18. yüzyılda Osmanlı Cihan Devleti’nin Batı ile büyüyen diplomatik, kültürel ve ticari ilişkilerinin bir yansıması olarak, Osmanlı payitahtında Avrupa mimarisinin etkisinin görülmeye başladığı dönemde inşa edilen külliye, mekana dominant belli başlı kubbesi, hünkar mahfili, münhani (eğrisel) kemerleri ile Osmanlı’da inşa edilmiş birincil barok mimari olma özelliğini taşıyor.
BENZERSIZ ŞAHESER
Çevresi minik kubbelerle çevrilmiş “U” şeklindeki avlusuyla farklı bir hava yakalanan Nuruosmaniye Külliyesi’nde kullanılan barok ve rokoko bezemeler, Osmanlı ustalarının elinde farklılaşarak, eşsiz sanat süslemelerine dönüştü.
YAPIMI UZUN SÜRDÜ
Sultan 1. Mahmud göre 1748 yılında yaptırılan Nuruosmaniye Camisi’nin inşasıyla başlayan külliyenin yapımı, 1. Mahmud’un erken vefatı dolayısıyla kardeşi 3. Osman zamanında, sadrazam Mehmet Said Paşa’nın gayretiyle mimar Simeon Kalfa ve Mustafa Ağa yönetiminde 1755 yılında tamamlandı.

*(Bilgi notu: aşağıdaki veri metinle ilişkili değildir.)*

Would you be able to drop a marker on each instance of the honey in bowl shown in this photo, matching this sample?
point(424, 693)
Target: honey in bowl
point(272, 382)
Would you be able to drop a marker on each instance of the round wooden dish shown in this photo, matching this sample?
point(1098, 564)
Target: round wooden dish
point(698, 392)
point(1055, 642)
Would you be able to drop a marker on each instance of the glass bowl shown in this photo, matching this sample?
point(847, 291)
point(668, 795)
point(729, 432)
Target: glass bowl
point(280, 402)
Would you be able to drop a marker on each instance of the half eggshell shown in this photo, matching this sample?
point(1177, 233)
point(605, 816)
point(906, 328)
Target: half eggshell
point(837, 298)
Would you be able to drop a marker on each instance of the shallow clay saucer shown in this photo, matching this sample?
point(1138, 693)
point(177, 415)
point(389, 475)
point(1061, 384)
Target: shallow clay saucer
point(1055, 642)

KLASIK KÜLLİYELERDEN FARKLI
İstanbul’un önemli ticaret merkezlerinden Kapalıçarşı’nın Nuruosmaniye çıkışında ve İstanbul’un yedi tepesinden ikincisinde bulunan, cami, hünkar kasrı, çeşme, kütüphane, iki sebil, medrese, türbe, aşevi ve dükkanlardan oluşan külliye, herzamanki dönem Selatin külliyelerinden farklılaşıyor.
UNESCO LİSTESİNE ALINDI
2016 yılında UNESCO Dünya Mirası Geçici Listesi’ne alınan külliye, 2010-2017 yılları arasında İstanbul Vakıflar 1.Bölge Müdürlüğü kadar kapsamlı bir restorasyondan geçirildi.
Külliyenin restorasyonu sırasında 2013 yılında Nuruosmaniye Camisi’nin altından 420 kamyon çamur çıkarılarak, 8,5 metre derine inilmesiyle tarihi caminin aşağıda, varlığı tanıdık fakat yıllarca atık ve çöplerle dolmuş ve gözden kaybolmuş 825 metrekare başvuru formu alanlı, 2 bin 42 metrekare büyüklüğünde bir mahzene ulaşıldı.